Half again. And 1/4 seconds.
Mathematically, you can do this forever.
Can you do it in real life?
A guy named Max Planck said we couldn’t. He calculated that, around 10^-43 seconds, we can no longer split time in half. It has to do with the speed of light and other complicated formulas. Planck, also known for Planck’s constant, humbly named this Planck time.
But he was wrong.
Future scientists found that, actually, you can split time infinitely. It’s a quantum mechanics thing. Complicated — again, with numbers and formulas.
Now, onto my point:
You’ve probably spent about 20 second reading this post. In those 20 seconds, how many moments did you experience?
Imagine it like a cartoon animation: How many frames did you experience?
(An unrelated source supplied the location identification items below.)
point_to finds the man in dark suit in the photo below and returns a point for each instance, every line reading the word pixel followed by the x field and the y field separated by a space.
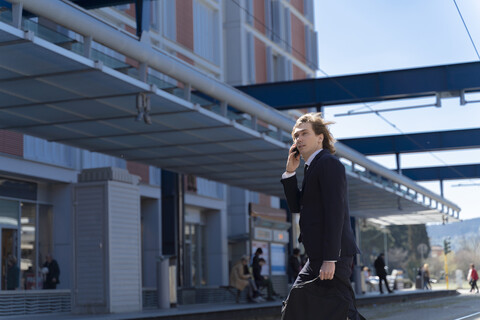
pixel 381 272
pixel 322 202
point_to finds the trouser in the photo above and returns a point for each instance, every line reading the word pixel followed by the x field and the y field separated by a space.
pixel 268 284
pixel 343 270
pixel 474 285
pixel 384 279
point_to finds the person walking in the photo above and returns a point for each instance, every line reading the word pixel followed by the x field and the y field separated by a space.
pixel 426 277
pixel 239 280
pixel 262 281
pixel 52 273
pixel 322 202
pixel 381 271
pixel 472 277
pixel 12 273
pixel 294 265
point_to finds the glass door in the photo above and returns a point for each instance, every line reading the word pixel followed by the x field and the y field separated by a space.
pixel 9 249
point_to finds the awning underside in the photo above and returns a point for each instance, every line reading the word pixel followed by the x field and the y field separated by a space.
pixel 52 93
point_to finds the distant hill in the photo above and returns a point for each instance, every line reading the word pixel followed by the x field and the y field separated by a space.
pixel 454 230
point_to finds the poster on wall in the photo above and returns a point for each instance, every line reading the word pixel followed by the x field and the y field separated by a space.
pixel 278 263
pixel 265 255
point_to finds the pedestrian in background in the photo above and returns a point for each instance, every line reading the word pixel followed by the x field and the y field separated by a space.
pixel 294 265
pixel 12 273
pixel 381 271
pixel 262 281
pixel 426 277
pixel 472 278
pixel 52 273
pixel 240 281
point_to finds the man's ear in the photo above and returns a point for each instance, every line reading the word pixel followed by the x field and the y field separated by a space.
pixel 320 138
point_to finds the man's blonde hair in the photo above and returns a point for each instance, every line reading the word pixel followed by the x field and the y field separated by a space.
pixel 319 126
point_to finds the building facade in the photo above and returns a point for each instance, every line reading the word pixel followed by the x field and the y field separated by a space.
pixel 51 193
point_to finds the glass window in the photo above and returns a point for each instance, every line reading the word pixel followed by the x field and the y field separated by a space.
pixel 8 213
pixel 45 232
pixel 27 245
pixel 206 33
pixel 195 268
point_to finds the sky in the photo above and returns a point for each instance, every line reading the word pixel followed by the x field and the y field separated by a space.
pixel 378 35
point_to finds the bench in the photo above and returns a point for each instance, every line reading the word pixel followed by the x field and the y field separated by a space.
pixel 234 291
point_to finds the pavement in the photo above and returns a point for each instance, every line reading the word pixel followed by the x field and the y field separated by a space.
pixel 264 310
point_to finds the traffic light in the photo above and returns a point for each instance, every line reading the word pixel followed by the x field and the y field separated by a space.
pixel 446 246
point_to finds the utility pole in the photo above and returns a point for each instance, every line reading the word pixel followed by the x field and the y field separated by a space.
pixel 446 250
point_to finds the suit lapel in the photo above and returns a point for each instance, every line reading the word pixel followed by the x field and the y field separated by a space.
pixel 312 166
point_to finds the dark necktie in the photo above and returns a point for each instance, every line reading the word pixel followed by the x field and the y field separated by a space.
pixel 304 176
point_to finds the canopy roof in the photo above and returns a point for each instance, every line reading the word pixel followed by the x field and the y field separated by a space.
pixel 57 94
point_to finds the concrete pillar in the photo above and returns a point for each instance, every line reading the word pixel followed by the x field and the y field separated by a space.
pixel 107 242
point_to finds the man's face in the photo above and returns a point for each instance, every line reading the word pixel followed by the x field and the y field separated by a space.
pixel 306 140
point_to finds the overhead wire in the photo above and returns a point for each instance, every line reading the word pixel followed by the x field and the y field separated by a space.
pixel 466 28
pixel 376 112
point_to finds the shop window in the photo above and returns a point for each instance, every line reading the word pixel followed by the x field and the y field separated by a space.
pixel 45 235
pixel 195 267
pixel 27 245
pixel 206 32
pixel 9 235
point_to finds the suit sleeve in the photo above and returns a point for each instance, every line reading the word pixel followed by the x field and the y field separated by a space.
pixel 292 193
pixel 333 192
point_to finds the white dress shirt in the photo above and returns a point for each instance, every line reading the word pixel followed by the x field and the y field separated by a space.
pixel 287 175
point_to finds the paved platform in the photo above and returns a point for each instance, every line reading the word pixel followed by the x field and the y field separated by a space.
pixel 264 311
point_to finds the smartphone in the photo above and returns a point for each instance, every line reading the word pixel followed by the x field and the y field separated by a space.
pixel 296 151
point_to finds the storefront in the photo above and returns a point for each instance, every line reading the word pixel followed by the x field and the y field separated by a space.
pixel 25 232
pixel 269 231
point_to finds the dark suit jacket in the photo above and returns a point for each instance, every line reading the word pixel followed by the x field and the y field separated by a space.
pixel 325 226
pixel 380 267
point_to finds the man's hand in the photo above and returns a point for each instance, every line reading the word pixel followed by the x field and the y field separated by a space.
pixel 327 270
pixel 293 161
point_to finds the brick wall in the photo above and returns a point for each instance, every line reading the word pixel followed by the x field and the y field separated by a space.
pixel 139 169
pixel 259 15
pixel 297 4
pixel 260 61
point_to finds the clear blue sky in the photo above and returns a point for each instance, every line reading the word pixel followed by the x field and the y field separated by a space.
pixel 374 35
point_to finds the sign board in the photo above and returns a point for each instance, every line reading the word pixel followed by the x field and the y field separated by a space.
pixel 262 234
pixel 278 261
pixel 265 255
pixel 280 236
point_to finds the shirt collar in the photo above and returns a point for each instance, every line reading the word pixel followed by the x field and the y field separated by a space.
pixel 312 156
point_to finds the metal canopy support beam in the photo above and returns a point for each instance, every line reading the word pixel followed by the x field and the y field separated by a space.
pixel 469 171
pixel 377 86
pixel 417 142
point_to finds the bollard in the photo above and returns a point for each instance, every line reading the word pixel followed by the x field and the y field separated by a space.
pixel 163 282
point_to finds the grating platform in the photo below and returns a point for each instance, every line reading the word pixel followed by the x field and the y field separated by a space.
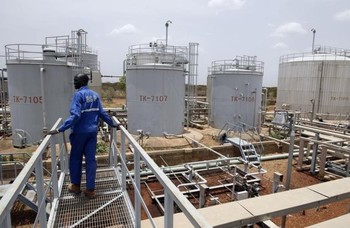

I want to think that the world has an infinite number of frames. But, because of physical limitations, we can only experience a finite number of moments. Even when we break down the frames to 24 per second — like a movie reel — we see a smooth, flowing image, which looks like real life to us.
It makes me feel claustrophobic. With my brain and eyes, I can only process a minuscule number of frames. I miss out on nearly 100 percent of the frames around me. All I get is a brief summary.
But, right now, I’m sitting in a tiny room in the East Village, staring at a wall. And I feel free — in awe. Because, if there are an infinite number of frames, the world around me is so much bigger, so much more vast, than I can even know. And, really, future scientists might prove this wrong; they might say that time is actually the universe traveling 88 mph in a Delorean.
Existing in this world is incredible. Being able to think about this world is mind-blowing. Not doing so is dumb. Because we’re human, and we have this gift; because we’re human, and we only get so many moments.